One of the first UK regions to be recognised as having severe social deprivation, Merseyside was promised cash to bolster flagging industry.
In 2000 the EU pledged a further €1.3bn in aid to be applied before the area’s special status expires at the end of this year. But questions over how effectively EU funds have been applied continue to reverberate around Merseyside. Indeed, at the height of EU injections into the region, local MP Frank Field told quizzical reporters, “If you asked me where the millions are being spent, I couldn’t tell you.”
Critics warn Liverpool against succumbing to the allure of gentrification and commercialisation. They point out that beneath the glamour of Liverpool’s cultural status, the city and its environs are still home to some of the poorest communities in the UK. Incidences of burglary and car crime are falling in Liverpool but violent crime is on the up.

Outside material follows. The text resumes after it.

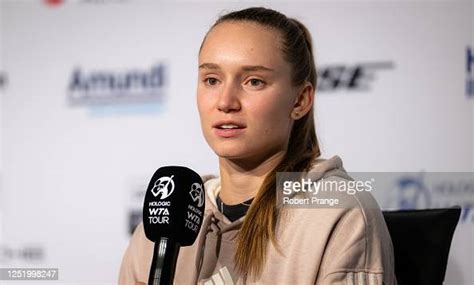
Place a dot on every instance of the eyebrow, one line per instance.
(214, 66)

John Lennon airport may well be the fastest growing in Europe and growth in the sector is no doubt bolstering Liverpool’s global standing – but what about the locals? “We are working with the police and we are also working with young people to teach them how to benefit from culture,” Doran argues.
“We have health, education and sports officers too. This is not just about regeneration of the city. It would have been easy to just throw a lot of events but we have not done that. Our schemes give local people a purpose. Ours is a full rounded package.”

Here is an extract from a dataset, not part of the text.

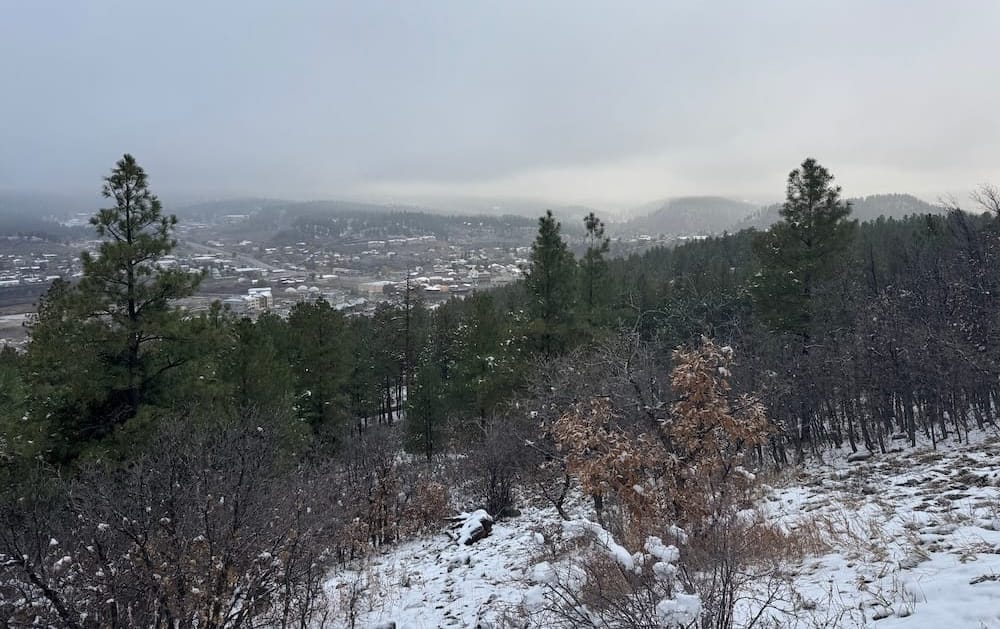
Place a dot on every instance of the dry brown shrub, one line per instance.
(428, 506)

Liverpool hopes to reproduce the Glasgow effect – 1990’s “city in transition.” The Scottish city still has serious social problems to contend with, but is now the third most popular tourist destination in the UK for overseas visitors and has secured a good name for itself in the international art world.
“2008 is just the beginning,” Doran insists. “Legacy is key to us. 2015 will be one of the most important years for us – only then will we be able to really judge if this has been a success for Liverpool.”